Perhaps the most pervasive chapter in the book is the sixth one, as it focuses on the effects of the colonial encounter on Islamic education. It discusses the effects of the rise of secondary European education and bilingualism on Islamic education, which Kane concludes did not come to a halt in this period contrary to what is assumed in secondary literature. This time period was marked by a great inter-regional exchange of knowledge between scholars in West Africa and those in North Africa and the Hijaz, signifying a sustained (rather than waning) focus on Islamic scholarship in the 20th century. Next, Kane discusses OIC-funded institutions of higher learning such as those of Say in Niger and Mbale Uganda and how such colleges yielded a high number of Arabophone African scholars. The term “Arabophone” is used continually throughout the text, and seems to imply a league of Arabic-speaking, “ideologically-minded” Middle East-oriented scholars, replete with the “isms” that were imported from the Arab east. Kane elaborates on this idea more fully in the book’s most contentious chapter, entitled “Arabophones Triumphant”. In it, he discusses the emergence of competing Islamic movements and ideologies in postcolonial West Africa. While he recognizes the preeminence of Sufi orders, he states that it was the Arabophones responsible for Islamization of certain groups eventually leading to a rise in Salafi-oriented groups like Boko Haram and and al-Qā’ida. To what extent this hypothesis can be pushed is worth noting.
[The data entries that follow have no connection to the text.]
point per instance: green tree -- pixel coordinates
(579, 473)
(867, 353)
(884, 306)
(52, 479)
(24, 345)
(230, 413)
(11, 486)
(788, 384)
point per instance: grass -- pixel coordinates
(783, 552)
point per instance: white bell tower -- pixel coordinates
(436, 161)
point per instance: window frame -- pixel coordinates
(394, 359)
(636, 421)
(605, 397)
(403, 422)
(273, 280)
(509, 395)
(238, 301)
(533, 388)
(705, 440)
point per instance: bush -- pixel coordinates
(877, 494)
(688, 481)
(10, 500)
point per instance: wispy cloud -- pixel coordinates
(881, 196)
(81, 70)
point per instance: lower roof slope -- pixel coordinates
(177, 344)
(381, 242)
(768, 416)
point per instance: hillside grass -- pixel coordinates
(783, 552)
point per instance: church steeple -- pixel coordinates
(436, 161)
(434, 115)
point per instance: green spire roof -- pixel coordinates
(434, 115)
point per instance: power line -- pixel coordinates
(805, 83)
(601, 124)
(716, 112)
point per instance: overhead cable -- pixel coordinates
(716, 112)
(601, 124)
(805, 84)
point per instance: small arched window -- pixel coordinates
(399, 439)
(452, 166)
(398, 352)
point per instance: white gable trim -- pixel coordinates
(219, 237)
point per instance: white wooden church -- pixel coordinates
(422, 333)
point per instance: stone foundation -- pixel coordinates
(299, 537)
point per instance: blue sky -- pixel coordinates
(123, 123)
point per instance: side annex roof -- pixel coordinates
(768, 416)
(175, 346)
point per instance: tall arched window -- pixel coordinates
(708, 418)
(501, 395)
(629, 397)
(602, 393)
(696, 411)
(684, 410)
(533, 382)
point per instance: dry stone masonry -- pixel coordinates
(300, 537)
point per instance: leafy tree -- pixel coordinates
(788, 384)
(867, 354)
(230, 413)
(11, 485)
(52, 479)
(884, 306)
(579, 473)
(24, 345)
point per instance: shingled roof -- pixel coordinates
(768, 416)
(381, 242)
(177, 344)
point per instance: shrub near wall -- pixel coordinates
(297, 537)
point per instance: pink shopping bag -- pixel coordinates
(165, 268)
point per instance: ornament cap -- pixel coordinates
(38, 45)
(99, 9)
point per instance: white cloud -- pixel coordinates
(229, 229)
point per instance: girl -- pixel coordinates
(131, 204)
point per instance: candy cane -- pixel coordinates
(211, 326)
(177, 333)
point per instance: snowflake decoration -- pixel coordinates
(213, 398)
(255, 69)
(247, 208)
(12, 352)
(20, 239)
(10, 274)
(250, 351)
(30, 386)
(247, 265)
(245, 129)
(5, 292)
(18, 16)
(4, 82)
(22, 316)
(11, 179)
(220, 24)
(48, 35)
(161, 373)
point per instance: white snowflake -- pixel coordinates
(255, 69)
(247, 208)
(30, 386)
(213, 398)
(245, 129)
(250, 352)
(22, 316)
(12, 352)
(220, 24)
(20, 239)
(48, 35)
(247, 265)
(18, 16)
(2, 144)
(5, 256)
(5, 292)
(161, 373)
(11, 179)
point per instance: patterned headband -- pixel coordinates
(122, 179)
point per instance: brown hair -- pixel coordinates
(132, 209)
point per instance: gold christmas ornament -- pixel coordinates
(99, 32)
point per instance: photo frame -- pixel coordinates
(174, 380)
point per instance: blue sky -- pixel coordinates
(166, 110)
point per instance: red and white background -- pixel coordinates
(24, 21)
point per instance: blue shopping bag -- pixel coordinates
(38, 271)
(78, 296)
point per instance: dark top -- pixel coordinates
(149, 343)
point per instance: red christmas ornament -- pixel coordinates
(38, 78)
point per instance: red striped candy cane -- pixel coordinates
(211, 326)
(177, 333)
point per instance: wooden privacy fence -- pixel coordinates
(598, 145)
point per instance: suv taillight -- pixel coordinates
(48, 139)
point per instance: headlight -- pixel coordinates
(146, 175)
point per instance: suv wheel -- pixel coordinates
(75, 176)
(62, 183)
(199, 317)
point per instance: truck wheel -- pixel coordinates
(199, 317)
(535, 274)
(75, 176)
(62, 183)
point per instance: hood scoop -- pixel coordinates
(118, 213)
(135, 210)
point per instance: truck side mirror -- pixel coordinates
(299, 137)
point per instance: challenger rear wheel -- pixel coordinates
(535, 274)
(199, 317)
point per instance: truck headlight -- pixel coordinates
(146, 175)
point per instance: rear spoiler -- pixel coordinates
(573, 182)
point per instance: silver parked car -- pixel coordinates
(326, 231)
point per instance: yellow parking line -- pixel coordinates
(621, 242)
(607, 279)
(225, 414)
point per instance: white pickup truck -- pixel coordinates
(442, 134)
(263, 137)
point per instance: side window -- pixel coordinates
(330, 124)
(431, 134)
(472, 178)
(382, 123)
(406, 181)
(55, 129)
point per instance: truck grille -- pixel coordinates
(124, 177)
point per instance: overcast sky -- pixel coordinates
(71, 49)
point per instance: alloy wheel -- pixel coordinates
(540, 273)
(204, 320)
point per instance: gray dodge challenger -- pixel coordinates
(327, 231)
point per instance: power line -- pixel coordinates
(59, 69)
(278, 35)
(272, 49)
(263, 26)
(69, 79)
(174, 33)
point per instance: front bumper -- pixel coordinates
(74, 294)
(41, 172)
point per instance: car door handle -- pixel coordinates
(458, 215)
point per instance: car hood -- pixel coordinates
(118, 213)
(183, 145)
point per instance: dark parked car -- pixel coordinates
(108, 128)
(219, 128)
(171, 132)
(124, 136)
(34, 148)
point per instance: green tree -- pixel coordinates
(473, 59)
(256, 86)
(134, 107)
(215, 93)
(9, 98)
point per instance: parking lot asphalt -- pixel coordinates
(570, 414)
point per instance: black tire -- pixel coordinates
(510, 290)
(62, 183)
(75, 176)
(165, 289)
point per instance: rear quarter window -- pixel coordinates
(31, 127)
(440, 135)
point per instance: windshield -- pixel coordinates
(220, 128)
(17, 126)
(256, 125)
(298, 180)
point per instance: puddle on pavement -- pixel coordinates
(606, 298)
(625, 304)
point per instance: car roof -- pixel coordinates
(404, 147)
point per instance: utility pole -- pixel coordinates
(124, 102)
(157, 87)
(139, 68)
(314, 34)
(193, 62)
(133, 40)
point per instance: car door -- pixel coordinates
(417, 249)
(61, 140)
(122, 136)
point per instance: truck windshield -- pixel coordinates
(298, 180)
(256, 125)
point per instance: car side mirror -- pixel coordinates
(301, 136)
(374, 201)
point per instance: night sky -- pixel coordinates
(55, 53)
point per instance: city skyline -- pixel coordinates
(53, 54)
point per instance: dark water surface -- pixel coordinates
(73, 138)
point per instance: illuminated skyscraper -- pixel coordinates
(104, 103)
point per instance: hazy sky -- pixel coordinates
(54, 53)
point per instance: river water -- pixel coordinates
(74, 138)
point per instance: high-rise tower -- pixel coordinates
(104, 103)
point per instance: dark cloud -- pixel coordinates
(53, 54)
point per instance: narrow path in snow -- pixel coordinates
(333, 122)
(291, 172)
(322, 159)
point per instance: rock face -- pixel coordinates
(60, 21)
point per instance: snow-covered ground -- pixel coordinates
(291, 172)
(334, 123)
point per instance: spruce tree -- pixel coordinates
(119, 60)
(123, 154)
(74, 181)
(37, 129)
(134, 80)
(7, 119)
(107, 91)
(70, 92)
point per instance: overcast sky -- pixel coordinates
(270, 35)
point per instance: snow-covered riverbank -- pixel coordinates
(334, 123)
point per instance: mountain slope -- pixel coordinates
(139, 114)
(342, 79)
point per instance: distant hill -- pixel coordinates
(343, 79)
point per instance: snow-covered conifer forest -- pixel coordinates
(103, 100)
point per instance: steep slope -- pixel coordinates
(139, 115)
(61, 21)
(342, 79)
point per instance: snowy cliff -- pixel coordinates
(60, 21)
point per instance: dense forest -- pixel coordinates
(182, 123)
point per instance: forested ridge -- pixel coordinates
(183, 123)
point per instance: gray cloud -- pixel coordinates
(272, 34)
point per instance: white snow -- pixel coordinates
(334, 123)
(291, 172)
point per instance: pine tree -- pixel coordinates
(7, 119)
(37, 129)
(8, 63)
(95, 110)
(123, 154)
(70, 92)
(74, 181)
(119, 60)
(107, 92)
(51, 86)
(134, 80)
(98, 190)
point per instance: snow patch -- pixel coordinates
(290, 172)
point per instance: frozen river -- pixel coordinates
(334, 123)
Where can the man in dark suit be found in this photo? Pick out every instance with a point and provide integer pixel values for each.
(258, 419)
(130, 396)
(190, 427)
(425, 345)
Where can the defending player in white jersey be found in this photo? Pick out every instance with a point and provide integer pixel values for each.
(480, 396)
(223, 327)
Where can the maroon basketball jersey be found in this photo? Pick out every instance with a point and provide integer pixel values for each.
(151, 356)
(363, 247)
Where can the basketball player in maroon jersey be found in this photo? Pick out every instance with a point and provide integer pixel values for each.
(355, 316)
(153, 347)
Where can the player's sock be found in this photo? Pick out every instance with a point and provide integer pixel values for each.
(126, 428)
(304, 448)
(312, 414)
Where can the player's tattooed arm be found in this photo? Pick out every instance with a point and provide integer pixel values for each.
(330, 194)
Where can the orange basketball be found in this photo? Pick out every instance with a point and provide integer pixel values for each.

Kane further treats the issue of Arabophones in his epilogue. He reminds readers that Arabic and Islam are not necessarily synonymous, and that Islam spread to Africa before any other continent. In concluding his work, Kane’s narrative form reminds readers that an absence of a bias is not only an impossibility, it should not necessarily tarnish one’s scholarship. All scholars possess a vantage point in the way they view and navigate their fields of research. In fine scholastic fashion, Kane is right to be transparent about his subjectivity, all while successfully giving enough attention to contending theories and views.

For a book this rich, a bibliography would have successfully served as a window into the corpus of the field. Additionally, words such as “neo-traditionalist” or “neo Sufi” went understandably undefined for brevity’s sake. In concluding the book, this work may leave the reader with a sense of overwhelming wonder: it covers a lot of ground in a relatively small space. It is a magnanimous feat, but that is testament to the dearth of the field of Islamicate West Africa, rather than the author’s over-ambition. In fact, Kane eruditely and bravely covers a wide array of themes, topics and regions, without losing sight of the overarching purpose of the book: to remind emergent scholars that there is a lot more work to be done, and many a ripe opportunity for specialization and growth in the field.

Farah El-Sharif is a doctoral student in Islamic intellectual history at Harvard University.